# Vet bed vs blankets vs nothing



## Rufus15 (Dec 4, 2015)

What are your thoughts on lining the base of a pen? What, in your experience, is the best to use?


----------



## gskinner123 (Mar 10, 2010)

Guessing you mean a show pen? A piece of vet bed usually stays looking 'tidier' in the pen as it doesn't rumple up like a blanket and if the cat happens to tip its water dish, the surface will stay drier. To some extent I think it depends upon the breed of cat you are showing and the temperature inside the hall - for example, I show BSH's and unless the hall is exceptionally cold, I invariably remove vet bed/blanket altogether at lunchtime as they prefer to lay on the (cooler) base of the pen itself. Many of the Oriental/Siamese breeds prefer something a bit more snug; you can buy white 'donut' type beds (from Purrsonal Touch online or at the show).


----------



## Rufus15 (Dec 4, 2015)

Yes sorry, I did mean a show pen. Thank you, a lot of people have directed me to Purrsonal Touch and I have a few things bookmarked. Vet bed was recommended but I didn't want to waste money if it wasn't a necessity.


----------



## gskinner123 (Mar 10, 2010)

As far as Purrsonal Touch goes, I don't *think* there's a huge difference in price between their cut-to-size vetbed and the various show blankets they sell. Of course, you can buy vetbed anywhere and cut it to size yourself - Purrsonal Touch aren't the cheapest for show equipment but they are convenient, being present at most shows.


----------



## OrientalSlave (Jan 26, 2012)

A vetbed show pad is all very well with a cat that doesn't dig, and one which isn't too large. A large cat can be gently hauled to the door on it's blanket, as can one that skulks at the back of the pen. Of course that assumes they are on the blanket!

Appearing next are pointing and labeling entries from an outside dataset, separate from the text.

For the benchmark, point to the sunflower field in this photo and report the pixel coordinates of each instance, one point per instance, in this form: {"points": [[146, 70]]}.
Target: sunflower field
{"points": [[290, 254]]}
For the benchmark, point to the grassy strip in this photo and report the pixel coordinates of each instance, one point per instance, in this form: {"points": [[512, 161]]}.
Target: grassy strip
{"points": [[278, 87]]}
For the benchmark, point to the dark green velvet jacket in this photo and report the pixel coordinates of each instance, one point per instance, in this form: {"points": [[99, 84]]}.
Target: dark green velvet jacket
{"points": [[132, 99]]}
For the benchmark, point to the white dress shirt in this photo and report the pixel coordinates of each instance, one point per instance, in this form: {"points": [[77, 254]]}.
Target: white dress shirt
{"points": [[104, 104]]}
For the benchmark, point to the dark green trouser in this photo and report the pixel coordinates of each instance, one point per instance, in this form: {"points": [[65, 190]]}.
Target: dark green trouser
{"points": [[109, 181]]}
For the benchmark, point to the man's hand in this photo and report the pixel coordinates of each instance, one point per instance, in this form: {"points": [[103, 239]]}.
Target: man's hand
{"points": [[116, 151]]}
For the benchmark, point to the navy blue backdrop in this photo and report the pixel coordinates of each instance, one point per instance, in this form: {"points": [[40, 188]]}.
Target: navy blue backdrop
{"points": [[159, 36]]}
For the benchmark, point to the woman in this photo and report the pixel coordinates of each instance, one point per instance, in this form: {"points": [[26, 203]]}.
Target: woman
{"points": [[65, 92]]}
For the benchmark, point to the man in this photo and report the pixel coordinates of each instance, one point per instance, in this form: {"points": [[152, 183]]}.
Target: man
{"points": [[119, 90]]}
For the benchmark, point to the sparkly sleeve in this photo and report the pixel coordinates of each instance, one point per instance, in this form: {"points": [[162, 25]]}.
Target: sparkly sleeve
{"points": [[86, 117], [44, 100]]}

I show an Oriental and use white fleece moses basket blankets from Tescos. They keep looking good much longer than the show blankets sold at shows. She always digs under them, sometimes she upsets the water as well.


----------



## Rufus15 (Dec 4, 2015)

Thanks all, I'm going to take a cheap blanket with me and then if he wants it he can use it, if not I can take it away.


----------



## OrientalSlave (Jan 26, 2012)

Don't take it away even if he doesn't use it.


----------



## Rufus15 (Dec 4, 2015)

In case he gets cold?


----------



## The Wild Bunch (Jul 16, 2014)

Crystal clear is where I bought my show stuff from and it was with me within a day or two. I have a Persian who hates being too warm so the ability fir him to lay on a cool surface is paramount to keeping him happy


----------



## OrientalSlave (Jan 26, 2012)

Rufus15 said:


> In case he gets cold?


Sorry missed this. You might get into trouble with the show manager if there are no blankets at all in the pen. My own cat usually is under her blankets, that's fine.

BTW the Crystal Clear have stands at lots of shows, and where they don't go other companies do.


----------



## Rufus15 (Dec 4, 2015)

Oh I see. Thank you for the advice


----------